Armstrong is charismatic, but says he had his own “stuff” to work through before this confidence surfaced.
He’s never met his father, who left when his mother was pregnant. He grew up “Anglo Saxon effectively”, felt a sense of shame about his Aboriginality because he knew nothing of his culture. “I don’t have stories. I felt like I was kind of a fake.”
Under Andrew McLeod’s mentoring at Adelaide and with his mother’s blessing he found and researched his mob, the Barranbinya, out the back of Bourke.
Six seasons in three states have delivered only 35 games, but he is forever grateful for the guidance of “absolute giants” like McLeod, Michael O’Loughlin and Adam Goodes. His two years with Sydney convinced him there can’t be many better people than Jarrad McVeigh.
Maturity has awakened a deep appreciation of his single mother, who sent him from just outside Albury to boarding school at Assumption College “when I was basically her world”. There he counts himself lucky to have befriended Ryan Taylor, son of Brian.
Through his latter teens “there was home, there was Assumption, and there was the Taylors”. The characterisation of “B.T.” – largely of his own creation – makes Armstrong smile. “He’s one of the sharpest, most loving, caring people I’ve ever met.”
Travel is another off-season essential. A chance meeting with a group of Danes in a London bar led to him celebrating his 21st birthday in Copenhagen, where he and a travelling mate were greeted by the mother of one of their new friends as “my Australian boys”. He’s been back twice, once with a group that included Brooks and Goodes.
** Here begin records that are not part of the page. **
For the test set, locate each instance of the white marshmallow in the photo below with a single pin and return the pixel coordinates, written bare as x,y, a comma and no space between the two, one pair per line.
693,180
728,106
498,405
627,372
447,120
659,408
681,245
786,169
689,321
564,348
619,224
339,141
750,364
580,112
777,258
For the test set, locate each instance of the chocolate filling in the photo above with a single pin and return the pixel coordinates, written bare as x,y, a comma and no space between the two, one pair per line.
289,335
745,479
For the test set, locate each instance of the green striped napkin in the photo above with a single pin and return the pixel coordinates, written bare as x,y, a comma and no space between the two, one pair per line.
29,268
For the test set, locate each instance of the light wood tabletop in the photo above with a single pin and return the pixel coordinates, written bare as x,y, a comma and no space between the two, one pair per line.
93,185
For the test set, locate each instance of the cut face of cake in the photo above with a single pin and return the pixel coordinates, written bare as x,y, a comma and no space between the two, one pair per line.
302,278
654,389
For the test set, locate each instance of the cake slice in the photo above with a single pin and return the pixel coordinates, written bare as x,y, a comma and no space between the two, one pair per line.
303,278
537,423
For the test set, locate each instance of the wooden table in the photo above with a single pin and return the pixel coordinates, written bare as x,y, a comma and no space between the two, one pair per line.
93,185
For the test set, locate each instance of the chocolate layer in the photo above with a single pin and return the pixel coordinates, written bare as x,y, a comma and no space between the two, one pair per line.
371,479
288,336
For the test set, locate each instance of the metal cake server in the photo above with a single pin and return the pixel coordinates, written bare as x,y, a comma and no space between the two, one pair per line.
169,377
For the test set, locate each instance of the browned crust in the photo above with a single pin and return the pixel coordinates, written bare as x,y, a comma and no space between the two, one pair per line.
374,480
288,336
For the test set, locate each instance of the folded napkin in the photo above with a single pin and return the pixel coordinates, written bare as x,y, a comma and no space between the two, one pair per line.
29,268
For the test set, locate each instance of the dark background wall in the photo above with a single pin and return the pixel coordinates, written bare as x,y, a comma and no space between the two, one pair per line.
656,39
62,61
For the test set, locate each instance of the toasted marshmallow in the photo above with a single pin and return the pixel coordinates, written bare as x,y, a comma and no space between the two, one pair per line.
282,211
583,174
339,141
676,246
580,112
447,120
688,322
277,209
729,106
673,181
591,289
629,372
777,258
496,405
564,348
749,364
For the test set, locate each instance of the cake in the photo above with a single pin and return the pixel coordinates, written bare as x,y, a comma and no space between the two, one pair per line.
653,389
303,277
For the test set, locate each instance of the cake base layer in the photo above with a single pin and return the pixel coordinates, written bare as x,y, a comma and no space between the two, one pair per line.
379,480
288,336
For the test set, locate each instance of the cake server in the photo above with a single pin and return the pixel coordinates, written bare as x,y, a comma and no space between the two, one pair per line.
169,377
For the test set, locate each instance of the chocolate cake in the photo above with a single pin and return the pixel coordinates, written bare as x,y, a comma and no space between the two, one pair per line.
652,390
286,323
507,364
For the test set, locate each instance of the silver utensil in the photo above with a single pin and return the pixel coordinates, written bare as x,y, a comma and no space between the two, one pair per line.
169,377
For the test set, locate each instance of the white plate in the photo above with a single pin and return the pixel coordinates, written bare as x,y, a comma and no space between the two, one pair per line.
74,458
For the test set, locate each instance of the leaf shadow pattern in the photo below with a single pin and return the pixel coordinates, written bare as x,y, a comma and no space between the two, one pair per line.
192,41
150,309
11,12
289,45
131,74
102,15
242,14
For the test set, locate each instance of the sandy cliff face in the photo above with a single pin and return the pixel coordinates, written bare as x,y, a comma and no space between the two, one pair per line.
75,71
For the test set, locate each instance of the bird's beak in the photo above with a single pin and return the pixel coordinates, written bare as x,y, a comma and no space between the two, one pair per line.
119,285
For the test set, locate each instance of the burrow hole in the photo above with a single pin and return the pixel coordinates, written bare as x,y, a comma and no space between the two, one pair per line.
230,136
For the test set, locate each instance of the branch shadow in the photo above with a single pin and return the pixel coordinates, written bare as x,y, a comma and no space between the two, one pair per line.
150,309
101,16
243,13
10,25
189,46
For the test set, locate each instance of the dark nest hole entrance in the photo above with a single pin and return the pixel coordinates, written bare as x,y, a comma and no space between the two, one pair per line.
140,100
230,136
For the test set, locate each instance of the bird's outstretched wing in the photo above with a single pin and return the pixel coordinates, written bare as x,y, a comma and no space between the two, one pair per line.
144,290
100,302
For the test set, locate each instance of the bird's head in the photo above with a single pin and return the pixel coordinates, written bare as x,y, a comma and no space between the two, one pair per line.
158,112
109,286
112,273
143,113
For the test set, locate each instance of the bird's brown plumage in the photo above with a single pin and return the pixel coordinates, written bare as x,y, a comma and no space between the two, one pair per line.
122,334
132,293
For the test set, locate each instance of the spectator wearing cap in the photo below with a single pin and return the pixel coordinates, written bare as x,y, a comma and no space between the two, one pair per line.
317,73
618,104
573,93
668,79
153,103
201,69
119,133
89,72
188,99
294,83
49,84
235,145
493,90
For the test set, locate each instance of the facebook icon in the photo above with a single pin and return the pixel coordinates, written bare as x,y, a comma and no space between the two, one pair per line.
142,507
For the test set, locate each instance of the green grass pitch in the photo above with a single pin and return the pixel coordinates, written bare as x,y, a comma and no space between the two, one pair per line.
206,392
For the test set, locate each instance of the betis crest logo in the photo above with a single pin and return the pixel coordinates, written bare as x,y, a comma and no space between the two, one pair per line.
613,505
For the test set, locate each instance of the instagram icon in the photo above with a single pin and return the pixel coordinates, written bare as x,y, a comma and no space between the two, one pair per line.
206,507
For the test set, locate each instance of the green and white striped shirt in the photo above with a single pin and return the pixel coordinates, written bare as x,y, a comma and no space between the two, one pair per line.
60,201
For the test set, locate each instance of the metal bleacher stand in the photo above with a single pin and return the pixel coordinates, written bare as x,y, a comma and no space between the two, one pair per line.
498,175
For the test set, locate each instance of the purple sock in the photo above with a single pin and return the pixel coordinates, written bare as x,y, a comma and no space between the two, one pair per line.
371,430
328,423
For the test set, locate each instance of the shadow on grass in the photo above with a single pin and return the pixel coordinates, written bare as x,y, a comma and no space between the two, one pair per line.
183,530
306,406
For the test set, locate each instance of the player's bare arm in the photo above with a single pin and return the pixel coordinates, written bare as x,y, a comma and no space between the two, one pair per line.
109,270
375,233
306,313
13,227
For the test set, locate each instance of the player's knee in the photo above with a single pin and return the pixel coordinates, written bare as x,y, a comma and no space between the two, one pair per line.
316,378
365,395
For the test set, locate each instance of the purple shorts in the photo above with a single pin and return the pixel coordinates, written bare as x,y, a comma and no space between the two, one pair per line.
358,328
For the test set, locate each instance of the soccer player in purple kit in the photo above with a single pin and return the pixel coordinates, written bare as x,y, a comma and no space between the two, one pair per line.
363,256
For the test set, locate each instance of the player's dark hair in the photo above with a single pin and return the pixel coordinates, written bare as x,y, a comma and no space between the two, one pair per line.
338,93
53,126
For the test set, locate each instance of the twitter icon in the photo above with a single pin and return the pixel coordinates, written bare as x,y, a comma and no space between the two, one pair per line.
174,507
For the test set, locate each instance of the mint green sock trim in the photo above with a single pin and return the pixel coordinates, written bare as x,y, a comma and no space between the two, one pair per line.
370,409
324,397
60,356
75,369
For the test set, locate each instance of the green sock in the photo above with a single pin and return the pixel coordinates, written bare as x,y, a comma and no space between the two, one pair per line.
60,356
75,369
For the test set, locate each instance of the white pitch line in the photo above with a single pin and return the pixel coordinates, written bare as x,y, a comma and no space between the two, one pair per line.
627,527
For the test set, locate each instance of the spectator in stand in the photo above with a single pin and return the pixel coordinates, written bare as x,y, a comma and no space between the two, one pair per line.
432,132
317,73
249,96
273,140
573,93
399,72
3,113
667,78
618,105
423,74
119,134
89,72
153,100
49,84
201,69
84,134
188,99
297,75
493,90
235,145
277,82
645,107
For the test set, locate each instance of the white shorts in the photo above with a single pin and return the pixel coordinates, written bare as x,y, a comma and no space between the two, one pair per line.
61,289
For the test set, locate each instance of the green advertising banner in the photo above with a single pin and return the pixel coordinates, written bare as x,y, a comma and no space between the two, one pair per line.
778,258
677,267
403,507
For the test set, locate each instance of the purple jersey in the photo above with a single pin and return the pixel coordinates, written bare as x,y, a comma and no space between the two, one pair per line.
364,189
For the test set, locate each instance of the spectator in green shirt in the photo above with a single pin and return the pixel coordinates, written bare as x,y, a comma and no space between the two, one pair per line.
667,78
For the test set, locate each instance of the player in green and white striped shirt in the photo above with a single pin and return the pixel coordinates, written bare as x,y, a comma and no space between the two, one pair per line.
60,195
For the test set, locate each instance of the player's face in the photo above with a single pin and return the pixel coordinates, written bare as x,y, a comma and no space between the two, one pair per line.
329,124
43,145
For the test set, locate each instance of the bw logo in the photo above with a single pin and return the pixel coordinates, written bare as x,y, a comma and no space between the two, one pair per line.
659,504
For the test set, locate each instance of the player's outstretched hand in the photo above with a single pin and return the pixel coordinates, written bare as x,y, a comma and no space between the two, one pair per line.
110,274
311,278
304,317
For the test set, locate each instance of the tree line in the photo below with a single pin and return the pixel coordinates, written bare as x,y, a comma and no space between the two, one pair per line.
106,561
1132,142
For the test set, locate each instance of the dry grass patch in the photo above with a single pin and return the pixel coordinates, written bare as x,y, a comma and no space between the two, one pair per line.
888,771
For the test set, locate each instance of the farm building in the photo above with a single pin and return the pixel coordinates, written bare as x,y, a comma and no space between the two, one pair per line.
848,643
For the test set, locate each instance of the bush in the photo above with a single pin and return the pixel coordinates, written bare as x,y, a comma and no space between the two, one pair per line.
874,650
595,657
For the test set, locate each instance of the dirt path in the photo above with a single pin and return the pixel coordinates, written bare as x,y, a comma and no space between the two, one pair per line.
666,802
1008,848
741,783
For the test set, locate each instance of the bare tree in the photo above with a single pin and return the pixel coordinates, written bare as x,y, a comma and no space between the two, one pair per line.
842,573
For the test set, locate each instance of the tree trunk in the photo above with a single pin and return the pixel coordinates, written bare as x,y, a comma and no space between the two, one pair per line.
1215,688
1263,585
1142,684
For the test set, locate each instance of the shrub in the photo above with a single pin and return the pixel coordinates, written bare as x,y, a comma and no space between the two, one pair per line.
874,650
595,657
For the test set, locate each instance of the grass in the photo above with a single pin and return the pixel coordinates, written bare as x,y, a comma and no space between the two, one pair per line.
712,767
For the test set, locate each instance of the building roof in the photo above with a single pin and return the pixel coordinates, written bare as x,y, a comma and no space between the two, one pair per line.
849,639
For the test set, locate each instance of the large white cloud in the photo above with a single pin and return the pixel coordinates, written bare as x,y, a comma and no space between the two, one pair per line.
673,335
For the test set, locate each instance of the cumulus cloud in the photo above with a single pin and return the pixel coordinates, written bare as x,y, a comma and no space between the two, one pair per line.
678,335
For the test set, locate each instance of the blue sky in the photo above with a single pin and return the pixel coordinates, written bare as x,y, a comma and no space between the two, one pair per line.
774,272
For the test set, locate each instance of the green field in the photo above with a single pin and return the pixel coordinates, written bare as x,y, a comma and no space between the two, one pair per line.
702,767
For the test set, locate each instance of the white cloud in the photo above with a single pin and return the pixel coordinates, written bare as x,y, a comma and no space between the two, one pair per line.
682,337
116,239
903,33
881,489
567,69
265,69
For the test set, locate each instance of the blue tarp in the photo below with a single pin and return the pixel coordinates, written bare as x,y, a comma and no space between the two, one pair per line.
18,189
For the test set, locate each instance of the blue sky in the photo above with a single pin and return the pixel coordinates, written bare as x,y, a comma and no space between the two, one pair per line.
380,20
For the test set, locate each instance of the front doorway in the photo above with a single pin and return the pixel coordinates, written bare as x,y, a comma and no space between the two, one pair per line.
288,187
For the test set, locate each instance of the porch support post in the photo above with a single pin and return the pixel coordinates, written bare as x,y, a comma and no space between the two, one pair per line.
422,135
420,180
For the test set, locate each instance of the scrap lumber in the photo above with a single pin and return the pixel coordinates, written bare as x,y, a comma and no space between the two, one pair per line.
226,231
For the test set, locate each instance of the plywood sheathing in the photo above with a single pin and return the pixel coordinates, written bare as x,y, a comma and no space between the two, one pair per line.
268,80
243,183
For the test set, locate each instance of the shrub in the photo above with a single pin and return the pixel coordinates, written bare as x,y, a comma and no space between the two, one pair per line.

“They didn’t realise how much of a big deal Goodesy was,” says Armstrong, who switched on a laptop and showed them. “They were like, ‘We’ve got the Australian of the year staying in our spare room?'”
He’s not putting too much pressure on himself about football, resolving only to try his hardest. His days are full and stimulating; this week featured a cooking class with Magpies teammates on selection, preparation and cooking of steak, and began with a rare in-season treat when a VFL bye opened a window to attend a mini-festival celebrating Brooks’ brother Mark’s 30th.
“It was called Marklife instead of Parklife,” Armstrong says of the family gathering in a paddock at the bottom of a hill outside Seymour. “It was unbelievable. I want a festival now.”
He thinks it’s an important time to be an Aboriginal person of any age, but especially for the young, who will become the next professionals and leaders charged with paving a smoother path for the generations to come. Australia’s lack of a treaty with its indigenous people stirs in him that sense of justice implanted by his mother.
“All of my friends – a good cross-section of the population – they all get it. It’s just making the change.”